What’s with the cut-and-paste-like “testimonials” where it’s obvious that multiple takes have been spliced together to make what is supposed to sound like a continuous comment? I don’t know how else to describe it and I can’t off the top of my head remember a specific ad to provide a link (sorry!) but it seems it’s often for a prescription medicine. Apart from sounding disjointed, why should I take advice from someone who can’t string together a sentence or two for an ad? Even when the TV is just background noise, this particular background noise always seems to get my attention just to annoy me!
I know exactly what you mean, and it annoys the fuck out of me. And I don’t think it is limited to commercials, I think I see it in instructional you tube videos, too.
But, IMO, it isn’t that they are stringing together multiple takes, it’s that they cut out half-second clips to MAKE it look like it was edited.
It makes no DAMN SENSE! If I’m wrong, and they are stringing together multiple takes, then they are doing THAT deliberately, not out of necessity. It’s a “stylistic choice”, but I never got the memo.
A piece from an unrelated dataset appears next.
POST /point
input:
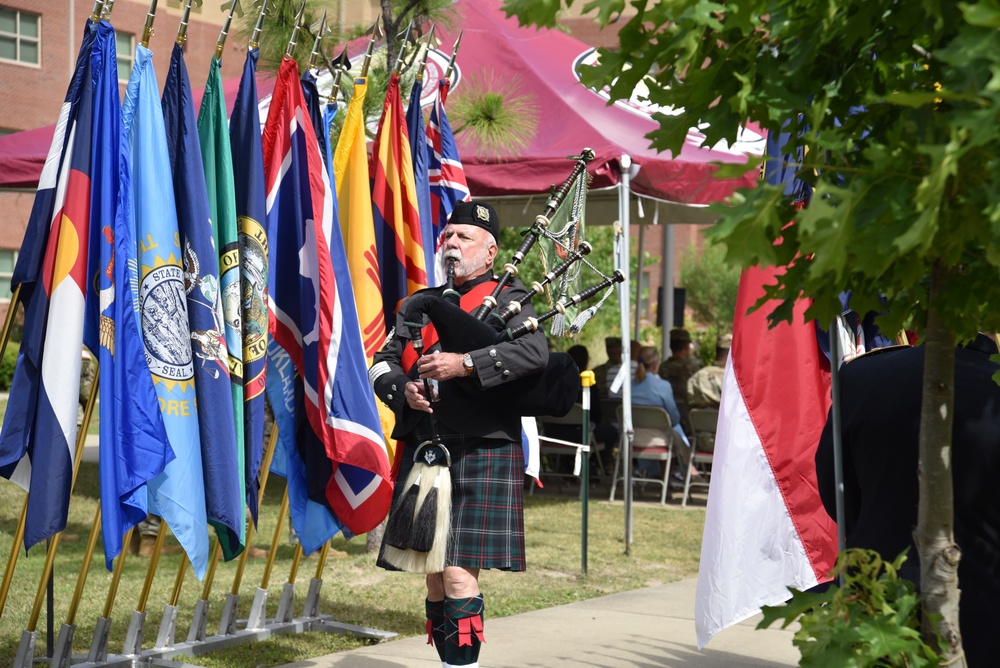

That reminds me of something I detest: the narrator is looking at the camera doing his spiel, then they switch to a side view, then back to front view. I don’t know why they do that. It adds nothing. It’s not visually interesting, especially when they do it in trump campaign videos.
Little east coast-based me was trying to figure out if you were referring to North Carolina or Delaware. (I was leaning toward Delaware.)
This may be it…an earlier version of this “technique” that seemed to be really popular in the late '90s to early '00s would splice quick ‘candid’ clips in between the testimonial/conversational takes. So you would have the person saying a line or two - then a quick cut to one or more silent clips of the person grinning, or gesturing - then back to the person saying more lines.